ATÉ DAQUI A NADA OU DEPOIS

DN 080529
Pedro Lomba
jurista
pedro.lomba@eui.eu
Sempre ouvi dizer que os povos são o que comem. Acrescento que os povos também são o que falam, como falam e, sobretudo, a maneira como se saúdam. Uma simples saudação pode ser um indicador mais expressivo da identidade de um país do que milhentas sondagens. Há uma passagem na Bíblia em que Lucas comenta o tempo que os árabes educados perdiam em cumprimentos porque perguntavam sobre a saúde, a casa e o dinheiro. Já para não falar dos gestos: cada povo diz "Bom dia" com toda uma retórica, física e verbal, peculiar.

A cultura está nos detalhes. Por exemplo: os italianos dizem sempre em festa "Ciao" quando se encontram e "Ciao" quando se despedem. Tem tudo a ver com uma cultura de sociabilidade e espectáculo. Para eles, é sempre reconfortante encontrar uma pessoa. Mas não é menos quando se separam. As despedidas nunca são uma tragédia para os italianos mas oportunidades para novos encontros e novas saudações.

Nós, portugueses, somos um povo mentiroso porque avançamos com um "Olá" à partida mas fechamos com um ambíguo "Até logo" ou "Até depois". Em 80% dos casos não iremos rever a pessoa nos seis meses a seguir ou nunca mais. Mesmo assim aí vai um "Até logo" ou, numa versão mais absurda de mentira, um "Até já". Nunca soube até quando é este "Até já". Voltamos a ver-nos daqui a bocado ou deixamos de nos pôr a vista em cima uns dois anos?

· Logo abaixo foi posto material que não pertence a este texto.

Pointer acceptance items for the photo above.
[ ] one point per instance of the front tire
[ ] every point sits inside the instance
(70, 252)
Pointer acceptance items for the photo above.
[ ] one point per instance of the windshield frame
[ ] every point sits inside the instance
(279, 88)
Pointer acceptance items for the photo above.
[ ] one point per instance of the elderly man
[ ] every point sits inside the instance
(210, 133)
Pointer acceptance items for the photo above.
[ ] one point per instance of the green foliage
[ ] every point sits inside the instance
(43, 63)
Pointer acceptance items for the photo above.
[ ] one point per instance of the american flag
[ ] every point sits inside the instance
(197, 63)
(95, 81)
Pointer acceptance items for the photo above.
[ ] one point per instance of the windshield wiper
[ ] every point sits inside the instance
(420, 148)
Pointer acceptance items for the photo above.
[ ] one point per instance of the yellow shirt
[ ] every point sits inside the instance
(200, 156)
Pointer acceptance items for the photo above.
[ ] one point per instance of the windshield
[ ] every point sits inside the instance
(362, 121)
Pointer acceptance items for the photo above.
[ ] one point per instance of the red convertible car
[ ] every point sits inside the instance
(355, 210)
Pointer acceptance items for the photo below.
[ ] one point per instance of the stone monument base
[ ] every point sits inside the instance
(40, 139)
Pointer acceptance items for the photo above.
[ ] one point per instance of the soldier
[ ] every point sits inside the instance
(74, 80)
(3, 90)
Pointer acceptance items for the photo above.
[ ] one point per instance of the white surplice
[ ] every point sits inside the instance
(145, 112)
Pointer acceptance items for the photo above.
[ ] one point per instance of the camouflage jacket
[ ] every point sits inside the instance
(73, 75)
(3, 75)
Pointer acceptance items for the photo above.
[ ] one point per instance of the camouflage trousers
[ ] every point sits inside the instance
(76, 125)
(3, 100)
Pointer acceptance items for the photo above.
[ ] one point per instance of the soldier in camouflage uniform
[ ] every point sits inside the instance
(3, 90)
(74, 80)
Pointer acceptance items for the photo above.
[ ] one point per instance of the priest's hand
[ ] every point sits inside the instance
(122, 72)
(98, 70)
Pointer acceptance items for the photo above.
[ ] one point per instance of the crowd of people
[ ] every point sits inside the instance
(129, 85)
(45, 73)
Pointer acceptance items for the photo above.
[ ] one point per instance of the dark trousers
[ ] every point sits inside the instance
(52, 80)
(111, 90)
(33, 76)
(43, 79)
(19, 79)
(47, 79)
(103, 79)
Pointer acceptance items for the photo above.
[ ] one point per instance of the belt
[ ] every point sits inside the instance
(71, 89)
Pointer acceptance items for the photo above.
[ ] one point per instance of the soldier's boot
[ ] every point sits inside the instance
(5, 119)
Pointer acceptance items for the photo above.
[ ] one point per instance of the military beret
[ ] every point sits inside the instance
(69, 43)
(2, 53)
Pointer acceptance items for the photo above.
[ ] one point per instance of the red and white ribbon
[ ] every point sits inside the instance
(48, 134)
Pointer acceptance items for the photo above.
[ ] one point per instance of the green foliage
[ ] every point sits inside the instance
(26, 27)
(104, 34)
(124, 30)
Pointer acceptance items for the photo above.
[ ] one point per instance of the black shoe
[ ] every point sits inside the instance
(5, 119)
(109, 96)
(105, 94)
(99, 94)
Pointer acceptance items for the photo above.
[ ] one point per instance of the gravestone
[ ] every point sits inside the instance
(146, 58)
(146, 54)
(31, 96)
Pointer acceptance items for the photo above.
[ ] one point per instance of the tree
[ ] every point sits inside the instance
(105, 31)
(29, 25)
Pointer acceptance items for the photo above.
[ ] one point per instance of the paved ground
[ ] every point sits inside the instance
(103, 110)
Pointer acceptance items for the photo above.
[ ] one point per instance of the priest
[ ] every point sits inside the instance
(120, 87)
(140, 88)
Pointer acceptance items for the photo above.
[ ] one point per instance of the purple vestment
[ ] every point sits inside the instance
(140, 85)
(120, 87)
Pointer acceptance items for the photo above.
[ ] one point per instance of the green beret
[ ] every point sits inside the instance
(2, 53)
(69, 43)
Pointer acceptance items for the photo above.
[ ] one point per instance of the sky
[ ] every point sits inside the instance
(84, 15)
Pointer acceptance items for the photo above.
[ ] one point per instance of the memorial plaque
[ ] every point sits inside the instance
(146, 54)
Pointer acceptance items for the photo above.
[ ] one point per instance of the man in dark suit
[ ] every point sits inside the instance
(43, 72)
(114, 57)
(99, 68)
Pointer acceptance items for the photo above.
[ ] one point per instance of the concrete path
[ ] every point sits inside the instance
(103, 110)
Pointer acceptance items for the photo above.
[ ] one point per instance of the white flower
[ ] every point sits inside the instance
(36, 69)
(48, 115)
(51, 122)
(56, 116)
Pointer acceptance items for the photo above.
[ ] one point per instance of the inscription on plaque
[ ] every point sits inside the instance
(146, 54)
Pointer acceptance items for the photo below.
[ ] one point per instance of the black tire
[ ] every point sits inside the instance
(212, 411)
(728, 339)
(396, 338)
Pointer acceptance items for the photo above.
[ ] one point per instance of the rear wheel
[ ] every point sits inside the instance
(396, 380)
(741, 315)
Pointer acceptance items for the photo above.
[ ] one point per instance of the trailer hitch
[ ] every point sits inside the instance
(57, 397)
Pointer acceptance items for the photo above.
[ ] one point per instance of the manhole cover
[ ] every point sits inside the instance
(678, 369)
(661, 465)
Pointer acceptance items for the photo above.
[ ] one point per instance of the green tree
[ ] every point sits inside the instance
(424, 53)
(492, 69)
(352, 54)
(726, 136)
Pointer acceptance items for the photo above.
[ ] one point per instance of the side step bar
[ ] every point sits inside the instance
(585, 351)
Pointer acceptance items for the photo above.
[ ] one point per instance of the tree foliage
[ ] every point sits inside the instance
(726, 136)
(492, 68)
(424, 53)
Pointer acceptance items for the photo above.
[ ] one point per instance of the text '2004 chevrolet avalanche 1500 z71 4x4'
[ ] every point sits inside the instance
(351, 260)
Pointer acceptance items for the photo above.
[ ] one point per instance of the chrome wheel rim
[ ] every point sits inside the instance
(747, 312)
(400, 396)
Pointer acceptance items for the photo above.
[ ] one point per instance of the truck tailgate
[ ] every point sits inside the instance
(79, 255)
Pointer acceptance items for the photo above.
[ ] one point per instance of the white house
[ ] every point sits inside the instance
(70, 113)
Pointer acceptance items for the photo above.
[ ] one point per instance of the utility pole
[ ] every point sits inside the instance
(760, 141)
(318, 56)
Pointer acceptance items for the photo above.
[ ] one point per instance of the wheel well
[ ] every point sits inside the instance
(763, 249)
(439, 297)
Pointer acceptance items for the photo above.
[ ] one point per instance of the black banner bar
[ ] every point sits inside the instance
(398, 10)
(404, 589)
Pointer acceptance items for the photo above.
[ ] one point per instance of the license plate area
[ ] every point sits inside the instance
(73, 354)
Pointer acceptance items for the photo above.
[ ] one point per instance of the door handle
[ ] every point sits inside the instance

Além de mentirosos, os portugueses são compassivos. Quando dizemos "Até logo" ou "Até daqui a pouco" também queremos dar esperança àqueles de quem nos estamos a despedir. Como se disséssemos: "Não te preocupes que isto são só umas horas." O português tem um pudor, um excesso de zelo, uma réstia última de humanidade que o previne sempre de agredir o outro. Sim, pode ser que nos reencontremos daqui a nada. Pode ser mais cedo do que tarde. E pode ser que caia um trovão sobre isto tudo e ninguém veja mais ninguém.

Povos triunfantes como os anglo-saxónicos fazem exactamente o oposto. Verdade que existe logo um satisfeito e abreviado "Hi" só para distender a plebe. O problema é que tudo acaba com um "See you" ou um "Take care" que não deixa dúvidas sobre o individualismo destes povos. Quando um amigo inglês me diz "Take care", fico sempre a achar que se eu um dia acabar cego e surdo ele vai dizer que bem me avisou que tomasse cuidado.

Finalmente, franceses e italianos têm duas expressões de que gosto muito: "Bonne journée" e "Buona giornata". Nós, portugueses, não temos disto. Se alguém em Portugal disser "boa jornada", o outro vai pensar que estamos a falar do Benfica. Isto deve ter a ver com a nossa atitude em relação ao trabalho. Se nunca dizemos "boa jornada", é porque sabemos que a jornada não vai ser boa. Ao menos nisso não vendemos ilusões.